Bahraini Crown Prince Salman bin Hamad al-Khalifa on Friday called on for dialogue with the mainly Shiite Muslim opposition in the Sunni-dominated country, urging them to condemn violence.
"We had our own experience of the so-called Arab Spring last year. It divided the nation, and many wounds are still to be healed," the prince told delegates at the annual Manama Dialogue organized by the International Institute of Strategic Studies.
Bahrain, home to the U.S. Fifth Fleet and strategically situated across the Gulf from Shiite Iran, has experienced unrest since February 2011, when Arab Spring-style protests led by the Shiite majority erupted.
Hundreds of people were arrested when security forces aided by troops from neighboring Saudi Arabia crushed the uprising within a month.

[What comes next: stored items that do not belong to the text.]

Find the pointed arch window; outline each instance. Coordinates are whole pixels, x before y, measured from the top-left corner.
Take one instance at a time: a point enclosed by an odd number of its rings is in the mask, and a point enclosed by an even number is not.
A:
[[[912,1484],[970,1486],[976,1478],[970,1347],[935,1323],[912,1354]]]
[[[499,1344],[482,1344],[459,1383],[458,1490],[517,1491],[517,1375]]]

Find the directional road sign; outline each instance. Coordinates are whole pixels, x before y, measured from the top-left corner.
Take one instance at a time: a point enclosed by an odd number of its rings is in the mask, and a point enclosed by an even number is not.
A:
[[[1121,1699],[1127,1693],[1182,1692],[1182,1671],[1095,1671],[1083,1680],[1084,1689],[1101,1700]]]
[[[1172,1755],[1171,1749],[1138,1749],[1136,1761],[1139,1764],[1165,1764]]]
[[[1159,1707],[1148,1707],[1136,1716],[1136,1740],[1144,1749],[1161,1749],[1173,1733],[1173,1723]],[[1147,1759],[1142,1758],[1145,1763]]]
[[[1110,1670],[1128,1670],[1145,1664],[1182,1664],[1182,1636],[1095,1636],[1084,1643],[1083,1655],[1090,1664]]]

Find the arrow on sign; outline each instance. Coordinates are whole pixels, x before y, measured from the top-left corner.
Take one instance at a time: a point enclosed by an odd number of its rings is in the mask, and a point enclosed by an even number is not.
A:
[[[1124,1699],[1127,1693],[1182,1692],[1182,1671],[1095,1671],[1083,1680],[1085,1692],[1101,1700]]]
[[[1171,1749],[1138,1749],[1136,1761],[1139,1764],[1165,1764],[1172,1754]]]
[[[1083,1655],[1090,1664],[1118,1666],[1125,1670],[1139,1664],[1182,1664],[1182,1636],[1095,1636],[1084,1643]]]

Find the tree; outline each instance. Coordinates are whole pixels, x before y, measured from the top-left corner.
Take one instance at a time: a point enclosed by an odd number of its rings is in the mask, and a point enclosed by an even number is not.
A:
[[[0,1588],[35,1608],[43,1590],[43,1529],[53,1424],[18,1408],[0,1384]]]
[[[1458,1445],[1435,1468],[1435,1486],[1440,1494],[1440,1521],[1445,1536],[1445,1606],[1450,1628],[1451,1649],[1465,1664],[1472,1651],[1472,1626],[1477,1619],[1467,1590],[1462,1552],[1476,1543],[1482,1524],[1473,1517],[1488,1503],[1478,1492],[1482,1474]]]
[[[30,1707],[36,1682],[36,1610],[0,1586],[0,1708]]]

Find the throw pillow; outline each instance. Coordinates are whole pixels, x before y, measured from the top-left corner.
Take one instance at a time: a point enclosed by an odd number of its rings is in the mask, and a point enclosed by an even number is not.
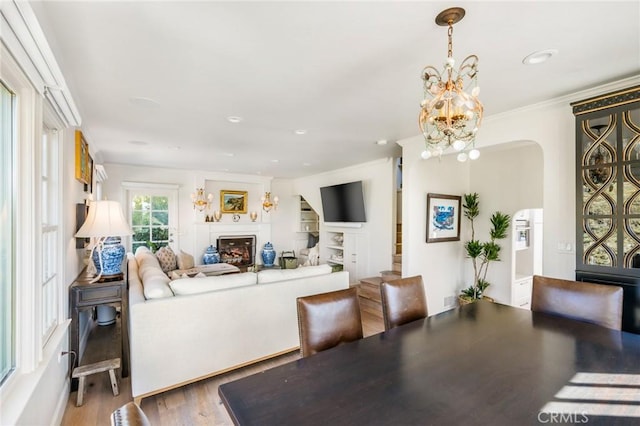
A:
[[[162,268],[163,272],[169,272],[173,271],[174,269],[178,269],[176,254],[173,252],[171,247],[160,247],[156,252],[156,257],[158,258],[158,262],[160,262],[160,267]]]
[[[191,269],[195,266],[193,256],[182,250],[180,250],[180,254],[176,255],[176,258],[178,262],[178,269]]]
[[[309,241],[307,241],[307,248],[313,248],[320,241],[320,234],[313,234],[309,232]]]

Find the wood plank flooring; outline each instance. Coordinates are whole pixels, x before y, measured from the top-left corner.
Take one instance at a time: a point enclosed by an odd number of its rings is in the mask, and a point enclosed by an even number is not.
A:
[[[120,319],[114,325],[95,326],[91,331],[87,351],[82,364],[119,356]],[[365,336],[384,331],[380,317],[362,310],[362,326]],[[210,379],[202,380],[178,389],[144,398],[140,408],[154,426],[174,425],[232,425],[220,397],[218,386],[251,374],[259,373],[300,357],[298,351],[253,364]],[[113,396],[107,373],[87,377],[84,404],[76,407],[76,392],[69,395],[62,426],[109,426],[110,415],[118,407],[131,401],[130,378],[120,377],[120,395]]]

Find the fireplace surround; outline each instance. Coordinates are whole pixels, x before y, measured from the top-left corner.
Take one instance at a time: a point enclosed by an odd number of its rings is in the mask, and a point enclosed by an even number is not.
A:
[[[220,262],[234,266],[253,266],[255,263],[255,235],[221,235],[217,246]]]

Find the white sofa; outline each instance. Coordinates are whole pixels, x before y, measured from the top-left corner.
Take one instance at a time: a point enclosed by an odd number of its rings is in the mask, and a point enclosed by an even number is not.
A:
[[[349,287],[348,273],[331,273],[328,265],[169,281],[153,271],[151,257],[127,255],[131,392],[137,404],[296,350],[296,298]],[[144,288],[147,278],[155,281],[153,291]]]

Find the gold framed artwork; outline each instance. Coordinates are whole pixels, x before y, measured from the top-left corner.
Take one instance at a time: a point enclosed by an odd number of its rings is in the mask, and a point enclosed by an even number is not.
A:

The International Federation for Human Rights says 80 people have died in Bahrain since the unrest began.
Salman, considered to be a moderate within the ruling dynasty, spoke after thousands of Shiites in a village near the capital demanded the premier's ouster in the first officially sanctioned protest since a ban at the end of October, witnesses said.
"Get out, Khalifa!" they chanted, referring to Sheikh Khalifa bin Salman al-Khalifa, an uncle of King Hamad, who was held the premiership since 1974.
"We don't want an appointed government; we want a prime minister who serves the people," Sheikh Ali Salman, head of the main Shiite opposition grouping al-Wefaq, told the crowd.
The gathering was the first to be officially allowed since the end of October when the authorities banned all protests to ensure "security is maintained."
Salman said that security is not the only guarantor of stability, and that "dialogue is the only way forward."
He said he was not the crown prince of a Sunni or a Shiite Bahrain, but of the kingdom of Bahrain.
But he said "opposition leaders must condemn violence on the streets. Silence is not an option," while insisting that "political groups must be reconciled."
The opposition is demanding that the premier come from the parliamentary majority, and not be appointed from among al-Khalifa ranks.
Manama came under strong criticism from international human rights organizations over last year's deadly crackdown on the protests.
An international panel commissioned by King Hamad found that excessive force and torture had been used against protesters and detainees in last year's clampdown.